Каморка станционного смотрителя была обставлена бедно и незатейливо. Весь навар, что Лазарус Амшор имел от продажи краденого, тратился на оплату учебы двух его сыновей-оболтусов. Учеба шла им не в прок, и Лазарус уже серьезно подумывал, не записать ли ему того, кто, вроде, поумнее, в моряки, а второго, который посильнее – в цирк, пусть там гири тягает. Всё польза, потому что бесконечные счета за разбитые окна, искалеченную мебель, оскверненные книги и проч., и проч., приводили Лазаруса в уныние.

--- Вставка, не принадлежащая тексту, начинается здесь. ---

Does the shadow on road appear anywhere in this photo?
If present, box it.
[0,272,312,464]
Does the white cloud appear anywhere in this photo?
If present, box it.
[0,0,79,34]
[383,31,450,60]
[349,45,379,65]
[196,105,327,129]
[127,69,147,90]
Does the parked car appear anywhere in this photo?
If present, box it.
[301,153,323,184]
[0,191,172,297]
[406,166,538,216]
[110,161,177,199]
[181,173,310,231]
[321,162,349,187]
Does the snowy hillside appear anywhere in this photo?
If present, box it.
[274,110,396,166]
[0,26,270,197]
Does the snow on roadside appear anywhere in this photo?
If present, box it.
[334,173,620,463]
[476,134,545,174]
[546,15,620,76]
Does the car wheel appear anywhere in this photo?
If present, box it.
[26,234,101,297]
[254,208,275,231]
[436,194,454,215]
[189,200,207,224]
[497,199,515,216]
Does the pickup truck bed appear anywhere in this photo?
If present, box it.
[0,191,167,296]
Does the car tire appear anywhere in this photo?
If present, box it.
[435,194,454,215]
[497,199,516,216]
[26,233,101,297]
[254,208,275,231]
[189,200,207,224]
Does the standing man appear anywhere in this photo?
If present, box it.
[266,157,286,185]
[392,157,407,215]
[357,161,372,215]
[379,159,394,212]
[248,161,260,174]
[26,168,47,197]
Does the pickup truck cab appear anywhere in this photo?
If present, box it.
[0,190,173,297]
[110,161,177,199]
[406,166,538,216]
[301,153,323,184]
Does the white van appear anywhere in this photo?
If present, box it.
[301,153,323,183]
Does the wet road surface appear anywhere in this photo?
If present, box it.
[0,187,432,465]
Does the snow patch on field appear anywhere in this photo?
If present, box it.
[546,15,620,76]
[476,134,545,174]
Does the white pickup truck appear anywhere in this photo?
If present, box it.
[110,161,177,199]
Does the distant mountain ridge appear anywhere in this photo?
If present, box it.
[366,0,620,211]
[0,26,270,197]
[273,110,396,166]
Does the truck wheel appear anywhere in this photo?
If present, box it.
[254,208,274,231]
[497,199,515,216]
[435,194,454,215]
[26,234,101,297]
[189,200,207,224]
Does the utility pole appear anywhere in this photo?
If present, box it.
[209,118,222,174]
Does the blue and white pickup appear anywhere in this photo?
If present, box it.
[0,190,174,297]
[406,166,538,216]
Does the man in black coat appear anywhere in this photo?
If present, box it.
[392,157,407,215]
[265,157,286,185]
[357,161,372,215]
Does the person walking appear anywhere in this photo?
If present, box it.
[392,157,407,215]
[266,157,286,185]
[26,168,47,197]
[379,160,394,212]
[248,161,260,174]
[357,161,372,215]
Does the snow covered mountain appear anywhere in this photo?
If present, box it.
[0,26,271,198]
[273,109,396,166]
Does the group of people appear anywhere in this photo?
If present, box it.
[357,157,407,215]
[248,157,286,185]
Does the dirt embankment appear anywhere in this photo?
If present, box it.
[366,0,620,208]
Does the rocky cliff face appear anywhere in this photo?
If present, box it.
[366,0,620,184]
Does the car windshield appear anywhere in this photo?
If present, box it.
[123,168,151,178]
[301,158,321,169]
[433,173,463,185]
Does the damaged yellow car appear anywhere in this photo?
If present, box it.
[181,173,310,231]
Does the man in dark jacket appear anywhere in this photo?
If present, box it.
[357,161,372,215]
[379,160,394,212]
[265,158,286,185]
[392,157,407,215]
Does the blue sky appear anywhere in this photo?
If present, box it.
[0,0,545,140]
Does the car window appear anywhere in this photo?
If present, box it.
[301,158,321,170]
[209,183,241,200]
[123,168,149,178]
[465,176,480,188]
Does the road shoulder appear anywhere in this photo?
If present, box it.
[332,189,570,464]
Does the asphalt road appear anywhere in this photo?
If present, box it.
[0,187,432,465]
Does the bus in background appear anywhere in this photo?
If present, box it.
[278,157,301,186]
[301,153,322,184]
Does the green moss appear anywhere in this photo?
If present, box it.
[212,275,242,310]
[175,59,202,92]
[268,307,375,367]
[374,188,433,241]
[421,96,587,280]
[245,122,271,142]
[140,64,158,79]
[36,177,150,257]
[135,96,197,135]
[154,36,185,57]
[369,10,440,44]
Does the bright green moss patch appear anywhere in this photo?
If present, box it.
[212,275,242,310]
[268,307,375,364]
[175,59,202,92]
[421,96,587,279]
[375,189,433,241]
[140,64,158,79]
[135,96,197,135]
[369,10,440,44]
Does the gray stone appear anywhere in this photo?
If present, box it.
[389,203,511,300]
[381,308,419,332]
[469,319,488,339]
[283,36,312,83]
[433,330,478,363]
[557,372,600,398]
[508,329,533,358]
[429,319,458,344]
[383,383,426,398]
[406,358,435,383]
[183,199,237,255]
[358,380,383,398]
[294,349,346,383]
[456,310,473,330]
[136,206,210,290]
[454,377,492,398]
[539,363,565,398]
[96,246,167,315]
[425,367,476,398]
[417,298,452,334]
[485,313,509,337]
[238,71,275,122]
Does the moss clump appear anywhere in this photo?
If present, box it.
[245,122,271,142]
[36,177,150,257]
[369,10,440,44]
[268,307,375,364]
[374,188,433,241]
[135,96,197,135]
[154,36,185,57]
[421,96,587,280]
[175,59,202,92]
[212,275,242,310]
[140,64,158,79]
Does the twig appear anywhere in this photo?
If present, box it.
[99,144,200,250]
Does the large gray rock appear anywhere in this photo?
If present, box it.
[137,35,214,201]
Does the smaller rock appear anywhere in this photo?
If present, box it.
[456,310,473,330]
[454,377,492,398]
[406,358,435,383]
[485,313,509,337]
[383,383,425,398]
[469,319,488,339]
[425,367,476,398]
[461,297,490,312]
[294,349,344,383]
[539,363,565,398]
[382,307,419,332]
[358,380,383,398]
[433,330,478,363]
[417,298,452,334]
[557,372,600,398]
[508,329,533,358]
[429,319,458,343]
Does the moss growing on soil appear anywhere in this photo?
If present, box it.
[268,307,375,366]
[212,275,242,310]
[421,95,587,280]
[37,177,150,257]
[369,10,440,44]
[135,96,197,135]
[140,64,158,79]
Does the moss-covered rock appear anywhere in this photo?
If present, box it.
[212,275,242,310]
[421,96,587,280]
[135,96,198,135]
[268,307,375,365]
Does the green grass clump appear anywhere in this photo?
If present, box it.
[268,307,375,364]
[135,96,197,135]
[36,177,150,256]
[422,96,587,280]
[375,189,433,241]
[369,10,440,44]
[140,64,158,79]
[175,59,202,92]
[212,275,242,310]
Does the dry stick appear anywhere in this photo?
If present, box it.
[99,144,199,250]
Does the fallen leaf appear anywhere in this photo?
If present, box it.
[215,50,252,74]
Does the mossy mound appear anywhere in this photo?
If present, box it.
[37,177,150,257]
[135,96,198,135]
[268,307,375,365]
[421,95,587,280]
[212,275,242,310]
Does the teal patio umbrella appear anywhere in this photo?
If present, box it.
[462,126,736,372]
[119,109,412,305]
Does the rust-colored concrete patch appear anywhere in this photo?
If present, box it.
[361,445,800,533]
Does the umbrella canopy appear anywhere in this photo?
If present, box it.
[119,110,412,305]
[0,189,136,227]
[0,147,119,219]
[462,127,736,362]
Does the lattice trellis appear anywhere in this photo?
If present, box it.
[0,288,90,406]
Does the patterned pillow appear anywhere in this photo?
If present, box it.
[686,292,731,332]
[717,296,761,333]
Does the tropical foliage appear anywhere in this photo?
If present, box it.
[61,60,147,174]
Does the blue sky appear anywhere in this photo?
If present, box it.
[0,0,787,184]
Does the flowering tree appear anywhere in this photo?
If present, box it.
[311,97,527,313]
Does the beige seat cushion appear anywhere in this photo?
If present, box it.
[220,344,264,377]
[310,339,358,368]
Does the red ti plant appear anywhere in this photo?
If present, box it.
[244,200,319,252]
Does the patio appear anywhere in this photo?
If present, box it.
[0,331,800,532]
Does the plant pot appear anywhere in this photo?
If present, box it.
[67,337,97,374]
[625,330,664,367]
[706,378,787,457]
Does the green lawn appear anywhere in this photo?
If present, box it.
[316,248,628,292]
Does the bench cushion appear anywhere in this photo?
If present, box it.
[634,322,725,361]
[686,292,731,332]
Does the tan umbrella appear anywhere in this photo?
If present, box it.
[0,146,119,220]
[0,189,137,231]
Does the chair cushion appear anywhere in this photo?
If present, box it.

– Решили сменить масть? Вместо золотишка за антиквариат принялись?
Деревяшка развалился за столом и шумно хлебал наваристую похлебку, заедая ее чесночным хлебом. Отвечать на вопрос Лазаруса он не счел нужным.
– А ну как хозяин – важная шишка? – продолжил свояк. – Полиции на наши головы только не хватало.
– Спокойно, – пробурчал Деревяшка с набитым ртом. – Важные шишки во втором классе не ездят. Человечек по виду тюфяк тюфяком, он не сразу и заметит-то, что портретик тю-тю. А заметит, так поезд всю ночь не будет останавливаться. Ночью, в полях, один – да что он может!
Деревяшка выловил пальцами из тарелки кусок мяса, сжевал его, вытер пальцы о штаны и встал.
– Лучше глянь, свояк, что за вещица. Лако. Руку мастера с того берега Лапскеры видно!
Деревяшка подошел к картине, сдернул с нее ткань.
Вид человека на портрете привел Лазаруса Амшора в оторопь, настолько живым он казался.
– Мать моя женщина… – с чувством сказал он, подходя к картине и протягивая руку, чтобы потрогать раму. Человек на портрете моргнул. Лазарус замер с протянутой рукой и тоже моргнул. Нарисованный господин моргнул еще раз, в упор посмотрел на смотрителя, разомкнул нарисованные губы и сказал:
– Руки помой сначала, а потом лезь холст щупать. – И добавил презрительно: – Деревенщина.
Лазарус, все еще не опуская руку, попятился. За его спиной застыл Деревяшка, полностью оправдывая свое прозвище. Гвоздь мелко-мелко дрожал, припав к стенке.
Портрет окинул взором присутствующих, повел бровями, сложил губы в трубочку и громко сказал:
– Бу!
* * *
Все же породу не перешибешь даже пятью годами зубрежки виршей Зурбана, разбором новелл Марагоны, анализом античных пьес и обретением собственного первого литературного опыта.
Биллингемы, виноделы и деловые люди, упрямы, честолюбивы, и решения принимают мгновенно. Иначе собрать урожай, из которого сделают потом прославленное «Амриконе» или крепкое «Шанди Мари», когда вчера еще рано, а сегодня уже поздно, не выйдет. Опоздал или поторопился – и виноград уже ни на что не годен.